Landon Jones was the Managing Editor of People magazine from 1989 to 1997.
If demographics is destiny, we know one thing for sure about the result of the current President election: there will be baby boomers in the White House next year. All four candidates on both Presidential tickets are members of the obstreperous and unavoidable generation born between 1946 and 1964. Donald Trump and Hillary Clinton are leading-edge boomers, born within 18 months of each other in 1946 and 1947, and Tim Kaine and Mike Pence arrived similarly tightly bunched during the high-water years, born in 1958 and 1959.
Paradoxically, this election will mark both the ascendancy of the boomers—and their Last Hurrah. After dominating our national life and cultural imagination since the 1950s, the boomers are finally exhausting their time and our political patience.
In this century alone, we have already elected baby-boomer presidents from opposite ends of their generation: George W. Bush (born in 1946) and Barack Obama (1961). Yet today the millennials have supplanted the boomers as our largest living generation. It is not difficult to imagine that in 2020, a newly elected President will promise that, as John F. Kennedy did in 1961: “the torch has been passed to a new generation of Americans.”
It’s not so clear that the boomers are ready to pass the torch, however. Candidates Clinton and Trump visibly reflect many of the preoccupations of the boomers, most prominently their self-narrative of unfilled promise. And their stubbornness. This is felt especially strongly by older baby boomers like Clinton and Trump, both members of the Big Chill half of the generation that experienced the prosperity and euphoria of the 1950s and 1960s.
After all, the conviction that they are special and belong on the center stage of American life has defined them from the beginning. They are not the first generation to make this claim, but none have said it more forcefully or more convincingly. Why? They were told from the start that they are the biggest, most educated and most affluent generation the world has ever seen. How could they be wrong? Surely they will be fulfilled. From the White House to Congress, the older boomers have been the least compromising and the last to let go of their convictions.

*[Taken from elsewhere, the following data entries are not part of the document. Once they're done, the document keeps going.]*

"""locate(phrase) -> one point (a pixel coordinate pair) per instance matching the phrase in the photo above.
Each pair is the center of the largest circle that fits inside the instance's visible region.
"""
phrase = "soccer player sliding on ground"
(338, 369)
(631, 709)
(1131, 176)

In the coming years, these boomers will be aging into the most powerful interest group ever assembled: the boomer elderly. Presumably they will continue to unfurl the ideological flags of their youth—individualism and self-fulfillment. They will almost certainly redefine the lifestyles and work styles of the elderly, just as they have redefined every other age group they have entered. Yet in a year already defined by Brexit, terrorism and police shootings—not to mention the discombobulating Presidential election—it is hard to avoid the conclusion that, as Yeats wrote, the center cannot hold.
After stopping one war (Vietnam), promoting civil rights and liberating women into the workplace, the boomers can now afford to take their victory lap and let younger generations deal with the issues that most affect them. Solutions proposed by the Big Chill boomers may not work for millennials struggling with their unique problems. Younger candidates like Ted Cruz (45) and Cory Booker (47) are lining up and preparing to elbow the boomers off the stage in 2020.

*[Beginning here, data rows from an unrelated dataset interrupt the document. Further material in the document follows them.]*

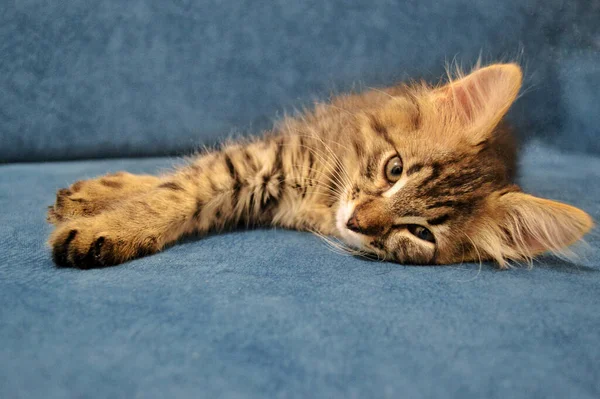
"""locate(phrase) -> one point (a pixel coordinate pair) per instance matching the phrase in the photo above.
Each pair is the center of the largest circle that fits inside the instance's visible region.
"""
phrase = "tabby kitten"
(411, 174)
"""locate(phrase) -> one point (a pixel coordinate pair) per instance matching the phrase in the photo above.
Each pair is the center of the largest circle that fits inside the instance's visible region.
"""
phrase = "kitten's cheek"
(343, 215)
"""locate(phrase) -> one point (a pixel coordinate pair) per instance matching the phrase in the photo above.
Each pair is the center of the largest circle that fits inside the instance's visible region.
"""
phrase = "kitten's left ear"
(478, 101)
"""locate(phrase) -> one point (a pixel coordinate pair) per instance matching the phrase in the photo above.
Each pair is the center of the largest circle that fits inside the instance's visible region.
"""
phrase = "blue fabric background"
(268, 313)
(82, 79)
(274, 313)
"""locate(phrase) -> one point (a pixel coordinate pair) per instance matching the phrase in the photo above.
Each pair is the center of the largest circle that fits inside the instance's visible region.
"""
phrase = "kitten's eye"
(421, 233)
(393, 169)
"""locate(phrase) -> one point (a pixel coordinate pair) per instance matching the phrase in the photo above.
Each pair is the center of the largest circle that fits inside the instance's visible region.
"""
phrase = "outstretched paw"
(90, 197)
(93, 242)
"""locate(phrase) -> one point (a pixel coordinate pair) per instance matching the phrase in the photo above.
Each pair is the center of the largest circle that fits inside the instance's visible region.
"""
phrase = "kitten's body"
(328, 171)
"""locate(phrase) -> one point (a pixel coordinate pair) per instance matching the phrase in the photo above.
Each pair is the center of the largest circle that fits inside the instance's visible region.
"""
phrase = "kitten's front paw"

But the boomers are unlikely to go gently into that good night. They may wind up like the aging Civil War veterans who met for years to shake hands on the battlefields where they once fought. Or perhaps a better analogy is to Ishi, believed at the time to be the last “wild” Native American, who was captured in 1911 and spent the last years of his life entertaining tourists in a San Francisco museum. Like Ishi, the last baby boomer will be the survivor of a tribe that once roamed the land and ruled all it saw. And, like Ishi, the last baby boomer will go to the end believing more than anything in itself.